Opened 10 years ago
Last modified 7 years ago
#23242 new New feature
Add an option to avoid slow date_hierarchy queries on a big tables
Reported by: | Alexander Klimenko | Owned by: | nobody |
---|---|---|---|
Component: | contrib.admin | Version: | dev |
Severity: | Normal | Keywords: | date_hierarchy datetimes dates |
Cc: | Hervé Cauwelier | Triage Stage: | Accepted |
Has patch: | yes | Needs documentation: | no |
Needs tests: | no | Patch needs improvement: | yes |
Easy pickings: | no | UI/UX: | no |
Description
Because of using DISTINCT query date_hierarchy incredibly slows down big tables rendering (~106 records),
May be it is more convenient to simply iterate between min and max values rather than using dates or datetimes queryset methods?
Change History (11)
comment:1 by , 10 years ago
Resolution: | → needsinfo |
---|---|
Status: | new → closed |
comment:2 by , 10 years ago
Easy pickings: | unset |
---|
When the date_hierarchy
option is used, the admin shows a list of available years, months or days. The implementation is designed to show only dates for which objects exist.
It provides a better UX for sparsely populated tables, where iterating between min and max dates would show links to pages with no objects, but performs badly on large tables.
In general, the admin isn't designed for dealing with large amounts of data. This choice can be traced back to Django being designed for editorial sites.
Certainly, the situation could be improved, but how?

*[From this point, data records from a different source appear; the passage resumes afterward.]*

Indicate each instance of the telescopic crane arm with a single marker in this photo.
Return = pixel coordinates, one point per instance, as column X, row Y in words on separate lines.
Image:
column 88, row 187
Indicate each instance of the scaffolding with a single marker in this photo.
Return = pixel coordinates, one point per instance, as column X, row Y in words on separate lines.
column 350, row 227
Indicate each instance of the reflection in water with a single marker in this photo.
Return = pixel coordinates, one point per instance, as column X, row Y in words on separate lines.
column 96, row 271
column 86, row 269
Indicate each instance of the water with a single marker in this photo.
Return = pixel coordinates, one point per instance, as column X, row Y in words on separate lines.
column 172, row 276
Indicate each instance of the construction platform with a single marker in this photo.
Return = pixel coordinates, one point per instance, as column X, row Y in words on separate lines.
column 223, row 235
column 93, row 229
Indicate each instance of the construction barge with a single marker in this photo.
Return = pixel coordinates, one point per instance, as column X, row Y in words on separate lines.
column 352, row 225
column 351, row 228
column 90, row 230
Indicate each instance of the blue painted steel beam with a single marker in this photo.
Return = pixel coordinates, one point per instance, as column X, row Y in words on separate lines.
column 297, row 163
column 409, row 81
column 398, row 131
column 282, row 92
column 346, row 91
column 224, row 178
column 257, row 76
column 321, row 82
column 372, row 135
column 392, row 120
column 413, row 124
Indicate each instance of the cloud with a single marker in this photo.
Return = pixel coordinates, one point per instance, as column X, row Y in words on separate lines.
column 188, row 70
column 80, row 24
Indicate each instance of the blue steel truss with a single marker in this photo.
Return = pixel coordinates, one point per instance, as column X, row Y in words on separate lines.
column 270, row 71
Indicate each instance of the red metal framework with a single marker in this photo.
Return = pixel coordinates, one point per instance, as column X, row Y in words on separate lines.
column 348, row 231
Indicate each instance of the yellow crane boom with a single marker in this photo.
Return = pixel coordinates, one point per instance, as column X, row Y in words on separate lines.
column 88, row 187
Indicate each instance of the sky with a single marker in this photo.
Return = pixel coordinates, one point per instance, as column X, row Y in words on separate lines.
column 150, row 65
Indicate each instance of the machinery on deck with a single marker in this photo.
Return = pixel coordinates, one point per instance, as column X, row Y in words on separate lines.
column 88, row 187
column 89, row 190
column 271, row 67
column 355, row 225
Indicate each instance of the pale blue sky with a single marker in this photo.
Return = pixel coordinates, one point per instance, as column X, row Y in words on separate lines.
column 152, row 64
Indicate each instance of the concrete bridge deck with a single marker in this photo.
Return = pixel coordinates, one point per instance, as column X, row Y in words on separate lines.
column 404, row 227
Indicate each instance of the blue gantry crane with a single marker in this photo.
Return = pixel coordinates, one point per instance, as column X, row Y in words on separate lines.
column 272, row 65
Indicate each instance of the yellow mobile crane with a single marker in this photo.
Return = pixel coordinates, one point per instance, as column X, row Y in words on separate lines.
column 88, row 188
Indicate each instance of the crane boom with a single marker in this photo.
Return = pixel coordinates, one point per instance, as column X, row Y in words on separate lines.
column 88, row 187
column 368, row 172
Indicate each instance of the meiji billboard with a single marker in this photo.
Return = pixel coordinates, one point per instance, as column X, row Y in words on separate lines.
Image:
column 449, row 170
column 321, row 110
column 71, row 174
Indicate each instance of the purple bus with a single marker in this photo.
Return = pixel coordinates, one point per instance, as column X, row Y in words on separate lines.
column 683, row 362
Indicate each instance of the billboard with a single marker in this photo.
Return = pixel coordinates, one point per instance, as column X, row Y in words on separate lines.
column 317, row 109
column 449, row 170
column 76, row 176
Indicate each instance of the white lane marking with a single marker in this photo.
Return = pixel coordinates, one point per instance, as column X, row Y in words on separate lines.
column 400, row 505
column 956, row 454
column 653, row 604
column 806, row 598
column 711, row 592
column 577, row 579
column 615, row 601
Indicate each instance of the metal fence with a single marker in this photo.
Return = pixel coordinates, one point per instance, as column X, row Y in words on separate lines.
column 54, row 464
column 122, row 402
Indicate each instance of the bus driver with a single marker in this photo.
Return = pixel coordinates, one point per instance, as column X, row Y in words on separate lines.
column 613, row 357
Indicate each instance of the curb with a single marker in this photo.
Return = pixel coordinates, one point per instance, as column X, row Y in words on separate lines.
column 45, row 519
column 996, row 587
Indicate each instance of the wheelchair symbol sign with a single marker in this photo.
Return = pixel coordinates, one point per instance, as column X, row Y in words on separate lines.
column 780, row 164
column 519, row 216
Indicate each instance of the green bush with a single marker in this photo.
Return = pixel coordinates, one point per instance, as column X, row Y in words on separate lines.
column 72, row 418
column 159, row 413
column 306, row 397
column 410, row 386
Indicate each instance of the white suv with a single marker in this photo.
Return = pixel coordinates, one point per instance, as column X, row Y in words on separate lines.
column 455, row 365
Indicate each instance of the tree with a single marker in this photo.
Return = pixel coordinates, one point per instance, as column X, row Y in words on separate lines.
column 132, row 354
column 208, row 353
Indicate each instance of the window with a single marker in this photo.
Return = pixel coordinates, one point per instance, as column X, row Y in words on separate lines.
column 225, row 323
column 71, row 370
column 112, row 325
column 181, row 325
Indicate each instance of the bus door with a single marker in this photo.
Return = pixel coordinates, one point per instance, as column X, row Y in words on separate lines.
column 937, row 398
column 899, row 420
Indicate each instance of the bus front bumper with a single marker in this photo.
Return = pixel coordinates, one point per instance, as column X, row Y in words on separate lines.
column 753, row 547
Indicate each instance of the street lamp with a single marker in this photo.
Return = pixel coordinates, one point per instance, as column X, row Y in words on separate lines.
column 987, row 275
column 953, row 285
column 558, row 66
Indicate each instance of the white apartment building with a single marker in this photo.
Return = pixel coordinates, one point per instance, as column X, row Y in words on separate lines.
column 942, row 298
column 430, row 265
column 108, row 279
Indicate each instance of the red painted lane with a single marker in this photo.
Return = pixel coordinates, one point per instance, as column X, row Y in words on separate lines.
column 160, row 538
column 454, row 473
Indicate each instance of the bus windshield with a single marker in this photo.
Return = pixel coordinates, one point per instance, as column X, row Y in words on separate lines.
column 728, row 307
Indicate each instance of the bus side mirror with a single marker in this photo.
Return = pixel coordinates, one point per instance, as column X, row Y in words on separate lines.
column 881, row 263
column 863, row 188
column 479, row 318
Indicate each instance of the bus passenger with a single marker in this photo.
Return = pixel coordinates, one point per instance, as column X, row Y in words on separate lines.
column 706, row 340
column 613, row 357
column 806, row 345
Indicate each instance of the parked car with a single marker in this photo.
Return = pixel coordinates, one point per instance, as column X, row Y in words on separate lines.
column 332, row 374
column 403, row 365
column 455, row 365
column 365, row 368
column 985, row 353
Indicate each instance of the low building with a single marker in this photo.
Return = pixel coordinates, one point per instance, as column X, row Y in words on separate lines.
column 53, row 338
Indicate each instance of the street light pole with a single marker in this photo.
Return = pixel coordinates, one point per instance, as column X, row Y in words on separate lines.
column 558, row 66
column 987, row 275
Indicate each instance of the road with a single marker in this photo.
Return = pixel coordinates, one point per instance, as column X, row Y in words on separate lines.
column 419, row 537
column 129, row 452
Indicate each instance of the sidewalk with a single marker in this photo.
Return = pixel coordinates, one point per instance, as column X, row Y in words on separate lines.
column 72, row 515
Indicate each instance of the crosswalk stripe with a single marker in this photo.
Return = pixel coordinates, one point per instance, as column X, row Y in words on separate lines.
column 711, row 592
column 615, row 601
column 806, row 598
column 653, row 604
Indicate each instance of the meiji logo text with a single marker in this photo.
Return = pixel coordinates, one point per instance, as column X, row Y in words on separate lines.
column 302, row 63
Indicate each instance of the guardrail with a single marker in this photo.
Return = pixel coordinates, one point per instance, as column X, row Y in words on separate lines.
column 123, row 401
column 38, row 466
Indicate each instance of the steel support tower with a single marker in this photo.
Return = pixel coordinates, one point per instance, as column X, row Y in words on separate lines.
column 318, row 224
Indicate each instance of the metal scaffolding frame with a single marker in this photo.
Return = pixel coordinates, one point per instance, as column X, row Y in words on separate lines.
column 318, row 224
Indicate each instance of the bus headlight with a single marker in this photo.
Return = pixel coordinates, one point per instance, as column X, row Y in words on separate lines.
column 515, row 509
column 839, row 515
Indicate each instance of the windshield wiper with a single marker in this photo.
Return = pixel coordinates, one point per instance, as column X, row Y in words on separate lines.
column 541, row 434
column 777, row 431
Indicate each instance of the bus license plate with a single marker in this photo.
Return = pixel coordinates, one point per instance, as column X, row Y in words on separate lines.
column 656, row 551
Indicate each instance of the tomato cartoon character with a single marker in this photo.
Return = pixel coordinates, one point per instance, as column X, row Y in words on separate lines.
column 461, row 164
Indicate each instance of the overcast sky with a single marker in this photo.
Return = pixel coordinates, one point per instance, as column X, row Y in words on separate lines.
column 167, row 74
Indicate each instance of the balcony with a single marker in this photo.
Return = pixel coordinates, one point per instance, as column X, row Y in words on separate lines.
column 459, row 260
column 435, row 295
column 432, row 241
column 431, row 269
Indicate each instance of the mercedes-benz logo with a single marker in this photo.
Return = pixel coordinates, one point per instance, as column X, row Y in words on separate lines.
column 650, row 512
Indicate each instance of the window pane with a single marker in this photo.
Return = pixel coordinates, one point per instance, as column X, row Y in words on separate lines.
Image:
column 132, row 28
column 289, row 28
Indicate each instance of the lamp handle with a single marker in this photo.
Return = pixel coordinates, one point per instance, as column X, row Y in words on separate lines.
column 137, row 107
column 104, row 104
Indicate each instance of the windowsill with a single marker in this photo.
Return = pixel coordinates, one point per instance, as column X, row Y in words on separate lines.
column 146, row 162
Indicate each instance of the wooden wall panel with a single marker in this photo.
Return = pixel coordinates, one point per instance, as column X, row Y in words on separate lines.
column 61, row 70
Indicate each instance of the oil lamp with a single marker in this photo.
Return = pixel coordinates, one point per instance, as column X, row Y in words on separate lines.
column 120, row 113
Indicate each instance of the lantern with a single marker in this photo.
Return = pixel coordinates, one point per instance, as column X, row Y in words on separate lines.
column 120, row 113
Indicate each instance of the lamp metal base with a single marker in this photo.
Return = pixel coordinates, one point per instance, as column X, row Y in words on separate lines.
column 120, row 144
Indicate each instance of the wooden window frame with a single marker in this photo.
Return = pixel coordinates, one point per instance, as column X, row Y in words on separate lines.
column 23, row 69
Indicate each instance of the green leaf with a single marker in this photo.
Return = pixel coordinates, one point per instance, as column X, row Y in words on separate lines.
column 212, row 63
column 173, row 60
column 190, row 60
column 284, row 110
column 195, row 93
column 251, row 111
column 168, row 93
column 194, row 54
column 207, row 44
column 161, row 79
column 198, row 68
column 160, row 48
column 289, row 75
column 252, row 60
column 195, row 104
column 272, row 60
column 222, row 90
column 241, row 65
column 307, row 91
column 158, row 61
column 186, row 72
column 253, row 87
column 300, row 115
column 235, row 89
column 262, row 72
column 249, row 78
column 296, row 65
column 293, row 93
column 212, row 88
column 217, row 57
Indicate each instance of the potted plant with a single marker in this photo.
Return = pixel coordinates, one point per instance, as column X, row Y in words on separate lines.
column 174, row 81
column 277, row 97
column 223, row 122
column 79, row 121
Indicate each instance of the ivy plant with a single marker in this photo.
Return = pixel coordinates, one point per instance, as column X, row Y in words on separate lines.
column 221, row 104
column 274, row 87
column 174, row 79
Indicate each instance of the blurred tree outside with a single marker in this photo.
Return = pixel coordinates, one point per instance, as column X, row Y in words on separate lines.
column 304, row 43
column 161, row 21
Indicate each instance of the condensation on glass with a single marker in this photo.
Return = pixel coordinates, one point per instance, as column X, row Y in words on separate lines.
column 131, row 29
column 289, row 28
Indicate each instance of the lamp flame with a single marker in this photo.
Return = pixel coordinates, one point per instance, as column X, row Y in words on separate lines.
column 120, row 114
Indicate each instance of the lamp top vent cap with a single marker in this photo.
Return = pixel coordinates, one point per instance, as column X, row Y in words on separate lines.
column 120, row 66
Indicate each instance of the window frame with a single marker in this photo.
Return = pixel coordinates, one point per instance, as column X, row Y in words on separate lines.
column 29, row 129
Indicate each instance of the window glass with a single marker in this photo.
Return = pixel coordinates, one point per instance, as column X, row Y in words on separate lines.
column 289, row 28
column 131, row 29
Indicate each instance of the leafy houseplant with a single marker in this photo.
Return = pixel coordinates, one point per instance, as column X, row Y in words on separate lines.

comment:3 by , 10 years ago
Cc: | added |
---|---|
Resolution: | needsinfo |
Status: | closed → new |
Here is an example of such a request:
SELECT DISTINCT DATE_TRUNC('day', "messages_message"."sent_at" AT TIME ZONE E'Europe/Paris') FROM "messages_message" WHERE (EXTRACT('month' FROM "messages_message"."sent_at" AT TIME ZONE E'Europe/Paris') = 9 AND "messages_message"."sent_at" BETWEEN '2014-01-01T00:00:00+01:00'::timestamptz and '2014-12-31T23:59:59.999999+01:00'::timestamptz AND "messages_message"."sent_at" IS NOT NULL) ORDER BY 1 ASC
The explain/analyze on ~6 million entries:
Sort (cost=62488.59..62488.60 rows=1 width=8) (actual time=18791.784..18791.784 rows=1 loops=1) Sort Key: (date_trunc('day'::text, timezone('Europe/Paris'::text, sent_at))) Sort Method: quicksort Memory: 25kB -> HashAggregate (cost=62488.57..62488.58 rows=1 width=8) (actual time=18791.465..18791.466 rows=1 loops=1) -> Bitmap Heap Scan on messages_message (cost=856.42..62488.18 rows=153 width=8) (actual time=1276.004..17066.794 rows=6135296 loops=1) Recheck Cond: ((sent_at >= '2014-01-01 00:00:00+01'::timestamp with time zone) AND (sent_at <= '2014-12-31 23:59:59.999999+01'::timestamp with time zone) AND (sent_at IS NOT NULL)) Filter: (date_part('month'::text, timezone('Europe/Paris'::text, sent_at)) = 9::double precision) -> Bitmap Index Scan on messages_message_sent_at_id_idx (cost=0.00..856.38 rows=30655 width=0) (actual time=1274.039..1274.039 rows=6136069 loops=1) Index Cond: ((sent_at >= '2014-01-01 00:00:00+01'::timestamp with time zone) AND (sent_at <= '2014-12-31 23:59:59.999999+01'::timestamp with time zone) AND (sent_at IS NOT NULL)) Total runtime: 18791.933 ms
comment:4 by , 10 years ago
@herve, do you have ideas for how to improve the situation? Absent that, I don't see a reason to keep this ticket open besides maybe documenting "Don't use date_hierarchy
if you have millions of entries."
comment:5 by , 10 years ago
The alternative would be an option to show all months and days regardless of whether items exist on these dates.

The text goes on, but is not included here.